Les hommes perdus
etc.
— C’était le système du Père Duchesne. Desmoulins le lui a très justement reproché.
— Parce qu’Hébert vendait à Bouchotte soixante mille exemplaires et s’en faisait payer cent vingt mille. Ah toi !… Crois-tu donc Louvet malhonnête ?
— Non, certes non ! Mais même sous cette forme votre combinaison ne me convient pas.
— Écoute, dit Tallien impatienté, si tu n’entends décidément pas me laisser parler, je te quitte la place.
— C’est bon, excuse-moi, je ne t’interromprai plus.
— J’en suis fort aise.
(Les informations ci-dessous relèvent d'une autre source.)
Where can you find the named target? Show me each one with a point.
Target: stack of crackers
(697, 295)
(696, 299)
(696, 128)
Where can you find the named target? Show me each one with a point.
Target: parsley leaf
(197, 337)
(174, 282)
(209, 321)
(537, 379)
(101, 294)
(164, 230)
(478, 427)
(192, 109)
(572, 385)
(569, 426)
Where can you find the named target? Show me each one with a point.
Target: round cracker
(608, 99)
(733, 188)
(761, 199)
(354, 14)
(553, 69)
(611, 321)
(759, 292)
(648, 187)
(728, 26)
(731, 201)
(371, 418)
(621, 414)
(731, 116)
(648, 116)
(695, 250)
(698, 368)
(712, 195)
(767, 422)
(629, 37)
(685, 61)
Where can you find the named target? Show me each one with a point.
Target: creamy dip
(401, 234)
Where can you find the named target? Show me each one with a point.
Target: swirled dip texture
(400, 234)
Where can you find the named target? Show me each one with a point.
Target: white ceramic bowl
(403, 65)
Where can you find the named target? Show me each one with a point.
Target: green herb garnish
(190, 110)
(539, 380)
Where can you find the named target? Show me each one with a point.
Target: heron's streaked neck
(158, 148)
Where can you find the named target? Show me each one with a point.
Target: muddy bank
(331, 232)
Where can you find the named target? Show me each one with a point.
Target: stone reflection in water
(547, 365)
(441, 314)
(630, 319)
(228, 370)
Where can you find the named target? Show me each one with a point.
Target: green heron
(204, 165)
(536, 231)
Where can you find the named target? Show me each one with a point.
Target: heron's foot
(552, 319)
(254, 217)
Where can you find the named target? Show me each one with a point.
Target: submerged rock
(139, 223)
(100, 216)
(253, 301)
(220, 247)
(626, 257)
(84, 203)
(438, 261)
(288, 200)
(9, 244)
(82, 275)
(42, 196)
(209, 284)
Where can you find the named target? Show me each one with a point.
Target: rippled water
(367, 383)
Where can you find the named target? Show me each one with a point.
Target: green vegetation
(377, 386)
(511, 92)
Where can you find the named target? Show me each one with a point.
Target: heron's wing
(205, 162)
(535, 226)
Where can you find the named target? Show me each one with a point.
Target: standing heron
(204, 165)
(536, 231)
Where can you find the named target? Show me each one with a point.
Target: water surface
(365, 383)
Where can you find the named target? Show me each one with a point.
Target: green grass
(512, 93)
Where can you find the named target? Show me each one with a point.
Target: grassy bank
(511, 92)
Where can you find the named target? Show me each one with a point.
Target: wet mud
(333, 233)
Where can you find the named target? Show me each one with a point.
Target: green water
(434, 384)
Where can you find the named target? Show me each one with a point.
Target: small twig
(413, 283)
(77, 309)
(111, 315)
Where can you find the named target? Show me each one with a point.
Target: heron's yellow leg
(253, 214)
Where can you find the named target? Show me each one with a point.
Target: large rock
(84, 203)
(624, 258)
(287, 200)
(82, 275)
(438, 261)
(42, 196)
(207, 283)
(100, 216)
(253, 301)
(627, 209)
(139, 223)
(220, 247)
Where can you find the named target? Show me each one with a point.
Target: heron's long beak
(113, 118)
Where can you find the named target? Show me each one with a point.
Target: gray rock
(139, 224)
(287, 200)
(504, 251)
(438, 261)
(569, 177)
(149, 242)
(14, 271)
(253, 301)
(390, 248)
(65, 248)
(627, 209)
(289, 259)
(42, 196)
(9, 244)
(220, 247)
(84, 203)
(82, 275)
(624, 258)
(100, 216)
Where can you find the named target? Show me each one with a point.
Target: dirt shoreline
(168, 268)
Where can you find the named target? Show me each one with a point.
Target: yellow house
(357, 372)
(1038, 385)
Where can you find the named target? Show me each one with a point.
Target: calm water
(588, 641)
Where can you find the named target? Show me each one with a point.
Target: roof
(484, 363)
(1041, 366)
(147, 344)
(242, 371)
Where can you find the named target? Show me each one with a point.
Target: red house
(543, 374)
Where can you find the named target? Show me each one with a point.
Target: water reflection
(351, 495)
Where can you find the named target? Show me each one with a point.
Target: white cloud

Donc Legendre, Cambacérès, Louvet et moi, bien convaincus que tu ne voudrais pas t’occuper de cette feuille si elle restait inféodée d’une façon ou d’une autre au Comité, nous avons résolu de ne plus en acheter aucun exemplaire. Comme cela, plus de fonds secrets. À partir du prochain numéro, elle vivra de ce que tu lui feras rapporter. De toute manière, Louvet n’y pouvait consacrer assez de temps, il l’aurait abandonnée. Or, tu le sais certainement, elle compte une clientèle normale de douze mille lecteurs. Ce serait dommage de les perdre. Et je ne doute pas que tu ne les doubles ou quadruples, toi dont La Sentinelle sera l’unique occupation, toi qui as montré, au Comité de Salut public, ta puissance de travail. Tes idées et les nôtres correspondent. Tu les répandras dans le public beaucoup mieux que nous n’y parvenions. Par conséquent, nous gagnons tous dans l’affaire. Cela te va-t-il, cette fois ?
— Oui. C’est égal, Louvet aurait bien pu tout me découvrir !
— Il n’en avait pas le droit, je te le répète.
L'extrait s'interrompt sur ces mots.